Aside from maritime attractions, Gloucester also has many things to do on land, including visiting Halibut Point State Park; spending time in Rocky Neck, an active art colony with artists using their homes as galleries; or going downtown and shopping on Main Street, where Generous Gardeners, a nonprofit organization, maintains the plants year-round.
“Discover Gloucester also has a “Plan Your Visit” tool, which is an itinerary planner for before you come or while you’re already here,” McColgan said. “The itinerary you create can be shared with your entire group. It also gives trip inspiration, or you can create your own from scratch.”
Cape Cod is located at the southernmost point of New England. It has 15 towns, as well as the islands of Nantucket and Martha’s Vineyard, and can only be reached by the Sagamore Bridge or Bourne Bridge. The cape is home to 52 harbors and occupies 559 miles of coastline.
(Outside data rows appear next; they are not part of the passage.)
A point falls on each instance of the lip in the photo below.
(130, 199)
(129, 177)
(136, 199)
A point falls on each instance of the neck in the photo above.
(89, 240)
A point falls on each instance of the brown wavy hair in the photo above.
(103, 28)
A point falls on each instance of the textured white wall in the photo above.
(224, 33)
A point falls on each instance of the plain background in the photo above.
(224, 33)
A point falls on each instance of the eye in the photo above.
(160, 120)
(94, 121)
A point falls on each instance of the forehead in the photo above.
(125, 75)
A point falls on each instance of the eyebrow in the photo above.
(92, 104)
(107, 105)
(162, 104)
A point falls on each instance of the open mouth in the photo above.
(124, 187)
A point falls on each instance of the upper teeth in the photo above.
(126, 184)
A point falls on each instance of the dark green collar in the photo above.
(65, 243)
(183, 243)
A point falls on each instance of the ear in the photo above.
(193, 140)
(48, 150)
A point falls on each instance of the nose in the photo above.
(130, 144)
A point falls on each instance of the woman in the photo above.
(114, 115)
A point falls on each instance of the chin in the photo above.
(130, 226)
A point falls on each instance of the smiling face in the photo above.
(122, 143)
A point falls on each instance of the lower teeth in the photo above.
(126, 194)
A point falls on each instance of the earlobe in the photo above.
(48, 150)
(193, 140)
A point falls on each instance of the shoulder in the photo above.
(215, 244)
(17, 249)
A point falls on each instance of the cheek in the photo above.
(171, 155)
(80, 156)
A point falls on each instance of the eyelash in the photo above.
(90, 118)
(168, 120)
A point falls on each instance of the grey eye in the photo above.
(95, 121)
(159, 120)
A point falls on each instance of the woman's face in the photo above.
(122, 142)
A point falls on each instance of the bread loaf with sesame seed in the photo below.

It is also home to over 130 beaches ranging from family friendly to a surfer’s paradise.
“The views crossing into the cape are breathtaking, and the water has healing powers,” said Patti Lloyd, senior vice president of sales at the Cape Cod Chamber of Commerce. “We’re very conscious of how the water is treated and used to keep it pure.”
Cape Cod is great for escaping the daily woes and just enjoying nature. The attractions are also entertaining for all ages, from toddlers to seniors.
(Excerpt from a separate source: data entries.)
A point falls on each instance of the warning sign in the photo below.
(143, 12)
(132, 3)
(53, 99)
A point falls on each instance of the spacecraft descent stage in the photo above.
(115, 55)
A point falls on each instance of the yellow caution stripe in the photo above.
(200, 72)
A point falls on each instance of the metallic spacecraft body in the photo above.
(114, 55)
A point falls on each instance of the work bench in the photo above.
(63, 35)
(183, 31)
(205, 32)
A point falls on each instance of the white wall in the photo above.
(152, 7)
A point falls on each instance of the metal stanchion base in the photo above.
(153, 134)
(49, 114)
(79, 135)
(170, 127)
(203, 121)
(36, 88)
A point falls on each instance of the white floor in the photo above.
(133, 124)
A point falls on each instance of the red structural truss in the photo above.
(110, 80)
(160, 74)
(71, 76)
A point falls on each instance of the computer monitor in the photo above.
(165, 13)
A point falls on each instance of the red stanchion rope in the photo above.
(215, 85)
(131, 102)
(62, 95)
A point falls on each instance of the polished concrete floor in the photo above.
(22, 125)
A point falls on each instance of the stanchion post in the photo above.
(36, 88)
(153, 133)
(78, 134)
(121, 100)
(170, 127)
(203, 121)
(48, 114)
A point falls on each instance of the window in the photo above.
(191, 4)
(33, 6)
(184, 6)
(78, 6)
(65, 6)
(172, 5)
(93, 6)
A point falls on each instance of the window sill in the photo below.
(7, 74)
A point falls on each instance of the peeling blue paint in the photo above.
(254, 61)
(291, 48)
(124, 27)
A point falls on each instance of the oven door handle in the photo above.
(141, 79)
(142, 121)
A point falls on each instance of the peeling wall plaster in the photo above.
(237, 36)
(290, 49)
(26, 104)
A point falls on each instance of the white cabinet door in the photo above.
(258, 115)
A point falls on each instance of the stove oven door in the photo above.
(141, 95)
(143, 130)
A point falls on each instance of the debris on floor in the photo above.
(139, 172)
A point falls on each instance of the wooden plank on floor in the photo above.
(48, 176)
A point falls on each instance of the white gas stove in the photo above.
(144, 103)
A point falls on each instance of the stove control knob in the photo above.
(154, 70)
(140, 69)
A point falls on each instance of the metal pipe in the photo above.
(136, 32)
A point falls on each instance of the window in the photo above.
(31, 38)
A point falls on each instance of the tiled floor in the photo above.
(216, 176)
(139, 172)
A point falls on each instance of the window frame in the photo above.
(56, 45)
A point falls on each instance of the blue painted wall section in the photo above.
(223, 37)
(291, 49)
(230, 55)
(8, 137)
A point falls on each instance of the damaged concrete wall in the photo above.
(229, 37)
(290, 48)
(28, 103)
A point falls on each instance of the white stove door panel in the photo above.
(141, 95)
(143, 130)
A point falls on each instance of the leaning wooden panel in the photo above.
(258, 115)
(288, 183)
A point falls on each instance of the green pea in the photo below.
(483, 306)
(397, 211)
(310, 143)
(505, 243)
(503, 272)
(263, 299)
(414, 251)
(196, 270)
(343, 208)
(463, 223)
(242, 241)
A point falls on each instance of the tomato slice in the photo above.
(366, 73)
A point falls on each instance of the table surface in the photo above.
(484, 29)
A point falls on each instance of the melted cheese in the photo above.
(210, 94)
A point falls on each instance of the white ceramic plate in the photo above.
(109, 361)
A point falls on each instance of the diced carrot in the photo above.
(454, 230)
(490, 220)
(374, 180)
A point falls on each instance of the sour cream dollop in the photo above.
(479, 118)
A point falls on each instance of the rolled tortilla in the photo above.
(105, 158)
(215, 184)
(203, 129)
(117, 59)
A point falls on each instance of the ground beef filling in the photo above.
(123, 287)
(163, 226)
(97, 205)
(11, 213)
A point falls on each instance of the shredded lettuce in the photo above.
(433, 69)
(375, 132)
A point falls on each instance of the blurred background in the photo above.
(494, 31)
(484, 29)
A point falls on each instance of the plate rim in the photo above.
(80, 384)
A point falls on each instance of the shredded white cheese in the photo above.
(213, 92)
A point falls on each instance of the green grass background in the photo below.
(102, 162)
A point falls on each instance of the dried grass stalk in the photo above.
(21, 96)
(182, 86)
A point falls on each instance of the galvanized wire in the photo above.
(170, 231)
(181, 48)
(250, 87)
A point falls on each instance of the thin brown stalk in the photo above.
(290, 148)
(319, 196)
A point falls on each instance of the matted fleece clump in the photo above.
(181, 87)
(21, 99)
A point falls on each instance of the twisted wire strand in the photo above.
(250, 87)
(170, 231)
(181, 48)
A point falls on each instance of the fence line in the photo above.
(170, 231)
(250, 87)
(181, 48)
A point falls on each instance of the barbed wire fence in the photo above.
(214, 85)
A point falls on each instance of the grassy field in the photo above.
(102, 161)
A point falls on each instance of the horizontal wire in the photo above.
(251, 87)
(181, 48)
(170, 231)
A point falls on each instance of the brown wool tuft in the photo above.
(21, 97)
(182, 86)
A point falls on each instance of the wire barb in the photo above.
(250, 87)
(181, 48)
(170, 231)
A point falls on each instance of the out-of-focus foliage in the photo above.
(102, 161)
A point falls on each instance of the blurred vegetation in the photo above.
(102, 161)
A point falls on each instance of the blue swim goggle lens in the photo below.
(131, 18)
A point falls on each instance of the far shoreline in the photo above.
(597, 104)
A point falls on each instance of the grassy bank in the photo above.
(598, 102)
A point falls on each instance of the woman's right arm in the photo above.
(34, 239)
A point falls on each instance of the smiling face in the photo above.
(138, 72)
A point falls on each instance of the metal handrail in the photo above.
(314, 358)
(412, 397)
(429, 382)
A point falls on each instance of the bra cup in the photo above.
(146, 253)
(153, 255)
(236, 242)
Heritage Museums and Gardens in Sandwich features 42 classic American automobiles, the oldest being an 1899 Winton Motor Carriage. In the gardens, visitors can find several “bee hotels” for solitary bees. The hotels are to keep the bees fed so they can in turn help pollinate the gardens and organically keep unwanted insects away.
For even more flower power, groups can plan their Cape Cod visits to coincide with the Hydrangea Festival July 7–16, where the area’s signature pink, blue and white hydrangeas will be on full display. Private tours of homeowners’ gardens, lectures and workshops can also be expected.
The National Seashore offers more than 43,000 acres of beaches, woods, ponds, and hiking and biking trails, with close to 40 miles of Atlantic shoreline. Groups will also be delighted to see lighthouses, cultural landscapes and wild cranberry bogs along the way.
“Don’t just take a day trip,” Lloyd said enthusiastically. “Spend many days. We like to say Cape Cod is a short trip to far away. There are so many things to do. You can’t fit it all into one day.”